Don Juan había guiado lenta y metódicamente mi conciencia para que se enfocara cada vez más intensamente en una elaboración abstracta del concepto de guerrero, una elaboración que llamaba el camino del guerrero o la senda del guerrero. Me explicó que el camino del guerrero era un armazón de ideas establecido por los chamanes del México antiguo. Tal construcción derivaba de la capacidad que tenían aquellos chamanes de ver la energía tal como fluye libremente en el universo. Por esa razón, el camino del guerrero era un soberbio conglomerado de hechos energéticos, de verdades irreductibles determinadas exclusivamente por la dirección del flujo de energía del universo. Don Juan afirmaba categóricamente que no había nada en esa estructura que pudiera objetarse, nada que pudiera ser cambiado. Era una estructura perfecta en sí misma y por sí misma, y cualquiera que seguía ese camino se veía acorralado por hechos energéticos que no admitían discusión ni especulaciones acerca de su función o valía.

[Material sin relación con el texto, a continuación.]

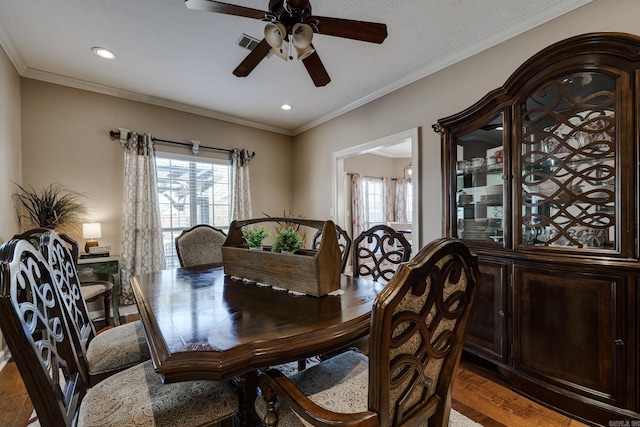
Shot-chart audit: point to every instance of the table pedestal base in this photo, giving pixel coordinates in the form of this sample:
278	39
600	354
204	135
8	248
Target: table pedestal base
247	387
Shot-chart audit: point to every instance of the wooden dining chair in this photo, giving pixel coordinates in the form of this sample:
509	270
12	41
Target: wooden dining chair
98	286
418	326
103	354
35	324
344	243
378	251
200	245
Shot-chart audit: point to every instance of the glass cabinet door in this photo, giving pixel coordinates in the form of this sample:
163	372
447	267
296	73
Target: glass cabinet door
568	164
480	166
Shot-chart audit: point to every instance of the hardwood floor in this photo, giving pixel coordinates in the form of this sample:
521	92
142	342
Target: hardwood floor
478	392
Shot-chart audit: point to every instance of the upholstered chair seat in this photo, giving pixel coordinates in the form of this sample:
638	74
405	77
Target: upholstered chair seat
200	245
41	333
117	348
418	324
327	384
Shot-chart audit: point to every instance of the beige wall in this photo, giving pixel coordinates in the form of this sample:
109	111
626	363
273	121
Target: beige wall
10	161
422	103
65	137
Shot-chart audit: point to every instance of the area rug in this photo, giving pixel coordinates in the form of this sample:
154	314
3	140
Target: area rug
456	419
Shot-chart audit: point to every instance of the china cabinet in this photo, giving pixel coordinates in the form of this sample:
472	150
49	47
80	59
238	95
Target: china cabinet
541	181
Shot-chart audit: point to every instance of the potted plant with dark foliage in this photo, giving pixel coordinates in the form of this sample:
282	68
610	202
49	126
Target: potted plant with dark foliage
52	208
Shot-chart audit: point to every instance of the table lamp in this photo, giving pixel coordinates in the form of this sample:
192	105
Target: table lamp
91	231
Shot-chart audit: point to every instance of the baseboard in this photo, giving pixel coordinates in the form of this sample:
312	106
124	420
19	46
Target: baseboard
5	356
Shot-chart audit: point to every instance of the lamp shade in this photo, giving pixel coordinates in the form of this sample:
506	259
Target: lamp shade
91	230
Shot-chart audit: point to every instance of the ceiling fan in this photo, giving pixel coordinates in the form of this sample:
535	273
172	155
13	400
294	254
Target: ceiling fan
291	24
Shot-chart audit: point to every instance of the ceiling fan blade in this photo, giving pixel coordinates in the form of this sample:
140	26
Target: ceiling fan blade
357	30
253	59
228	9
316	69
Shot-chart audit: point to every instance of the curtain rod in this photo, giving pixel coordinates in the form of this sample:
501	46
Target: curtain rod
371	177
116	134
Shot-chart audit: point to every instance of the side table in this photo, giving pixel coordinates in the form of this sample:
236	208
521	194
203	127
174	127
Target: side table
111	265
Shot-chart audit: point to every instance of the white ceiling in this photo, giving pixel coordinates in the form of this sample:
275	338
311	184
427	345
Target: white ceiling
171	56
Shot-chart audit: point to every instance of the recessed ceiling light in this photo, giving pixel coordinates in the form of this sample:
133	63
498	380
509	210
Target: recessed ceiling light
103	53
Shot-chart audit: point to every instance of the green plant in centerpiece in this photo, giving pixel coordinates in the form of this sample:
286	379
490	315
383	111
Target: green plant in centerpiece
287	240
254	235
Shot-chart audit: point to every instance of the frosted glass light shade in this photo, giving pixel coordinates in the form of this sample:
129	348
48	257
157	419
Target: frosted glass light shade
91	230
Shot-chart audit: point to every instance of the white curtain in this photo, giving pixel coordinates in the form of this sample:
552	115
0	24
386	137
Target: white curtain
388	200
401	200
142	248
357	205
240	189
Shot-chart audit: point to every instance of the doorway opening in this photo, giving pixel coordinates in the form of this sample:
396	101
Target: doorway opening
393	145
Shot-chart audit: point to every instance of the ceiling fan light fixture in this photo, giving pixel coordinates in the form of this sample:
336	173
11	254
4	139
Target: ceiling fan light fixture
302	35
301	38
275	34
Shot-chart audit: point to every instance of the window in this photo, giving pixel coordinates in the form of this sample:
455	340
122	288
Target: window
373	202
191	191
409	200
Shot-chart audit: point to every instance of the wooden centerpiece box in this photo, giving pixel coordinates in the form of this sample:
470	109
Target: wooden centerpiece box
313	272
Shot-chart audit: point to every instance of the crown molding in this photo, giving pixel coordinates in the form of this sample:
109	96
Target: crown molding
496	38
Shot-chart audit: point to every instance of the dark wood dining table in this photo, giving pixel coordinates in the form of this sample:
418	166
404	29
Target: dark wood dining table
203	324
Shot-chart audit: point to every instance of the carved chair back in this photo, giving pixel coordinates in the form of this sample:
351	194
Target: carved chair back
34	323
378	251
59	255
344	243
418	326
200	245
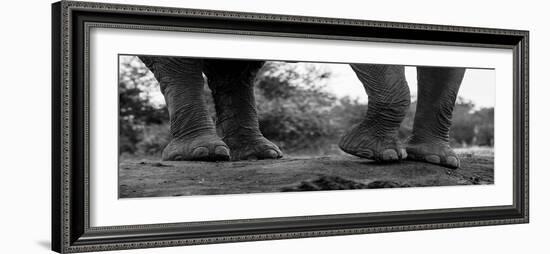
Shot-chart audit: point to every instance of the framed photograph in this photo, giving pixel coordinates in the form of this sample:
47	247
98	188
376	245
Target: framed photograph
182	126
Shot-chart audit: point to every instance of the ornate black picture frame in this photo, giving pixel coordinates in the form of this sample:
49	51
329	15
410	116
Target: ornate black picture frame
71	231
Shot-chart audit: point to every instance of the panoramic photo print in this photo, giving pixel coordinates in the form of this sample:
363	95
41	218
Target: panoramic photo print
203	126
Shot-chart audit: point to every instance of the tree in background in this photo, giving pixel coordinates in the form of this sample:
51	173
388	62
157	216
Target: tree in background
293	108
136	112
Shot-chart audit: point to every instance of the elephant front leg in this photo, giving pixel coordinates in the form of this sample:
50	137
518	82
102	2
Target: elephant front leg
376	137
437	92
231	82
193	136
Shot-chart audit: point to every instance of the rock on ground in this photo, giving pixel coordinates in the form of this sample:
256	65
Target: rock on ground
148	178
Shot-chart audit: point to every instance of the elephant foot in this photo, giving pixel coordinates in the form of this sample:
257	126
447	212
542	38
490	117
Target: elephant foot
252	148
433	152
206	147
361	142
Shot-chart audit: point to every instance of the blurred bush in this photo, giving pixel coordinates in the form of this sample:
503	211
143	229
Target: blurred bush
294	110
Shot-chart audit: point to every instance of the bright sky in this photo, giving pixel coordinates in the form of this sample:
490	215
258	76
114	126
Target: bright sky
478	85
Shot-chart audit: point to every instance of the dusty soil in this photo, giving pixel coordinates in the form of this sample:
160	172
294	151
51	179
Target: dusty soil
150	178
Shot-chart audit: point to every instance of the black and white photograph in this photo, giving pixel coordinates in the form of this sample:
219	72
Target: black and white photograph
179	124
205	126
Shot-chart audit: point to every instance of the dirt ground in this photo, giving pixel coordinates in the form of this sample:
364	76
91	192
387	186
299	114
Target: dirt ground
152	178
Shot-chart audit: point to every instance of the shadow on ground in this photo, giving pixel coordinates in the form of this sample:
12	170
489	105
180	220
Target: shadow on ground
147	178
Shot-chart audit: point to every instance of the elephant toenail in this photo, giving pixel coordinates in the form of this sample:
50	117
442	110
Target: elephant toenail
365	153
389	155
221	150
403	154
452	161
271	154
432	159
200	152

Don Juan decía que aquellos antiguos chamanes lo llamaron el camino del guerrero porque su estructura abarcaba todas las posibilidades vitales que un guerrero podía hallar en la senda del conocimiento. Aquellos chamanes fueron absolutamente meticulosos y metódicos en la búsqueda de tales posibilidades. De hecho, según don Juan, fueron capaces de incluir en su estructura abstracta todo lo humanamente posible.

Don Juan comparaba el camino del guerrero con una estructura, siendo cada uno de los elementos de esta estructura un dispositivo de sustentación cuya única función consistía en sostener la psique del guerrero en su papel de chamán iniciado, y así facilitar sus movimientos y dotarlos de significado. Afirmaba, de manera inequívoca, que el camino del guerrero era una construcción esencial sin la cual los chamanes iniciados naufragarían en la inmensidad del universo.

Don Juan decía que el camino del guerrero era la obra maestra de los chamanes del México antiguo. Lo consideraba su aporte más importante, la esencia de su sobriedad.

– ¿Es el camino del guerrero tan abrumadoramente importante, don Juan? -le pregunté en una ocasión.

– Decir «abrumadoramente importante» es un eufemismo. El camino del guerrero lo es todo. Es el arquetipo de la salud física y mental. No puedo explicarlo de ningún otro modo. El hecho de que los chamanes del México antiguo creasen una estructura así significa para mí que habían alcanzado la cima de su poder, la cumbre de su felicidad, la cúspide de su júbilo.

Dado el nivel de aceptación o rechazo pragmáticos en el que me creía sumergido en aquella época, abrazar completamente y sin prejuicios la senda del guerrero me resultaba poco menos que una imposibilidad. Cuanto más hablaba don Juan de la senda del guerrero más intensa era mi sensación de que lo que realmente maquinaba era derrumbar todo mi equilibrio.

Don Juan me guiaba, por tanto, de un modo encubierto. Sin embargo, su guía se evidencia con meridiana claridad en las citas extraídas de Viaje a Ixtlán. Don Juan se había abalanzado velozmente sobre mí a pasos agigantados sin que yo me diera cuenta, hasta que repentinamente sentí su aliento en la nuca. Pensaba una y otra vez que me hallaba a punto de aceptar de buena fe la existencia de otro sistema cognitivo; o, por el contrario, me sentía tan absolutamente indiferente que no me importaba que ocurriera de una forma u otra.